When it comes to managing data, there is often a difference between what should happen and what can happen. That space between should and can is often challenging, forcing data professionals to balance risk with business value. A couple of common examples:
“There should not be any sales transactions without a valid customer, but because the OLTP system doesn’t use foreign keys, it could theoretically happen.”
“Location IDs should be less than 20 characters, but those aren’t curated so they could exceed 20 characters.”
“This list of product IDs from System A should match those in System B, but because they are entered manually it is possible to have a few typos.”
“This data warehouse should only contain data loaded as part of our verified ETL process, but since our entire data team has read-write permission on the data warehouse database, it’s possible that manual data imports or transformations can be done.”

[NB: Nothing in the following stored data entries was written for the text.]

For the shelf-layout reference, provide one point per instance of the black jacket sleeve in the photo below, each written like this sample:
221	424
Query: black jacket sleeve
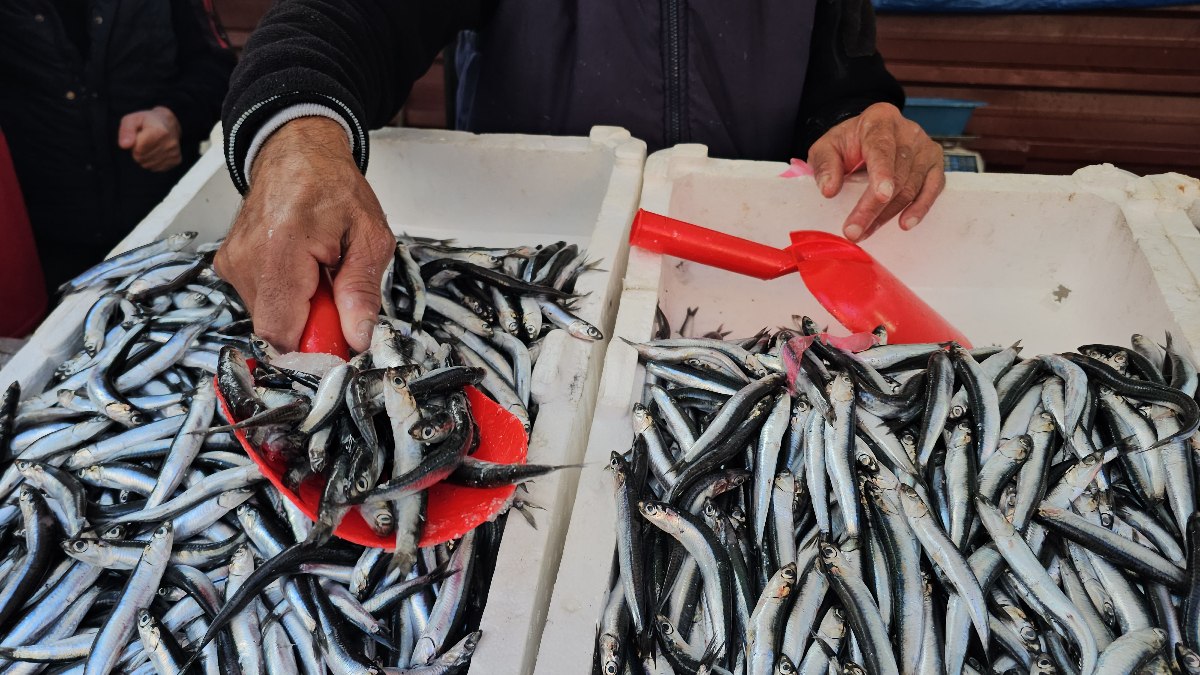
846	73
359	58
204	63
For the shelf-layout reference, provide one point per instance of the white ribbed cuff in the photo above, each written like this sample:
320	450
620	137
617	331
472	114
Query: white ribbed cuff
282	118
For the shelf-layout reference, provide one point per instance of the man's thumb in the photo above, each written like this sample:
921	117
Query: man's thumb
127	133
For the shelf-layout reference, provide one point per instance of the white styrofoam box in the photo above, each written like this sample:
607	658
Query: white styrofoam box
495	190
1053	261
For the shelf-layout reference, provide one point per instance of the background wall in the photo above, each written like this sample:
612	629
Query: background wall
1063	90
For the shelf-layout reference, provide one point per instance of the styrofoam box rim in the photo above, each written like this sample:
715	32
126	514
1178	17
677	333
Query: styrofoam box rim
564	383
1155	214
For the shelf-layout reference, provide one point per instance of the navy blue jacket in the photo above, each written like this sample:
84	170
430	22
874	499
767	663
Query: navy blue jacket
60	109
750	78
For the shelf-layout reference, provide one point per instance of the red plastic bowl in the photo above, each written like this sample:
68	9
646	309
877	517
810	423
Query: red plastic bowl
451	511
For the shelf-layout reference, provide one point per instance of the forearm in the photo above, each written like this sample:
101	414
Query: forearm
846	73
357	58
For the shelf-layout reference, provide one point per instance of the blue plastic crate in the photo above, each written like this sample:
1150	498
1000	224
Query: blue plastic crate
941	117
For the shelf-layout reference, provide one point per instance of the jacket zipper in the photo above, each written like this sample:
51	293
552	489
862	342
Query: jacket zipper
673	63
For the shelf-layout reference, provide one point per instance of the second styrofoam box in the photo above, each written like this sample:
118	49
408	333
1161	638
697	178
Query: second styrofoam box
479	190
1054	261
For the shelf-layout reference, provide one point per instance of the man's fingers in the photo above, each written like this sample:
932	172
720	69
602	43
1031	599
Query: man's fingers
935	181
906	195
281	304
127	132
880	154
370	248
828	167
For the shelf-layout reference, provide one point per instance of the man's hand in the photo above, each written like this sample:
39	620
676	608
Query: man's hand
307	207
154	138
903	163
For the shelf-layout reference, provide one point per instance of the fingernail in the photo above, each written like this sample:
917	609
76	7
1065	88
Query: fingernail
364	330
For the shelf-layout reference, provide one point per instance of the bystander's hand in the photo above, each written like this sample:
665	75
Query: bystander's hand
153	136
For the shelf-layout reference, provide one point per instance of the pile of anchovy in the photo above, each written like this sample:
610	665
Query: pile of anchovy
790	506
139	537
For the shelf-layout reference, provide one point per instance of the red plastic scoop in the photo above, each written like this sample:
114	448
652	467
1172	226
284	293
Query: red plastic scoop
451	511
846	280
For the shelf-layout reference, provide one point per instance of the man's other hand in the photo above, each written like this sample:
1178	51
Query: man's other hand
904	167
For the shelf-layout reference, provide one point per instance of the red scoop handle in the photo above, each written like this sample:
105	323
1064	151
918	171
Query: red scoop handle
855	287
323	330
689	242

“This field in the source system should always contain a date, but the data type is set to ASCII text so it might be possible to find other data in there.”
“The front-end application should validate user input, but since it’s a vendor application we don’t know for certain that it does.”
Managing data and the processes that move data from one system to another requires careful attention to the data safeguards and the things that can happen during input, storage, and movement. As a consultant, I spend a lot of time in design sessions with clients, discussing where data comes from, how (if at all) it is curated in those source systems, and what protections should be built into the process to ensure data integrity. In that role, I’ve had this conversation, almost verbatim, on dozens of occasions:
Me: “Is it possible that <data entity> might not actually be <some data attribute>?”
Client: “No, that should never happen.”
Me: “I understand that it shouldn’t. But could it?”
Client (after a long silence): “Well…. maybe.”
Building robust systems requires planning not just for what should happen, but for what could happen. Source systems may not include referential integrity to avoid situations that are impossible in business but technically possible inside the data store. Fields that appear to store one type of data might be structured as a more generic type, such as text. Data that should be in curated lists can sometimes contain unvalidated user input. None of these things should happen, but they do. When designing a data model or ETL process, be sure that you’re asking questions about what protections in place to make sure that the things that shouldn’t happen, don’t.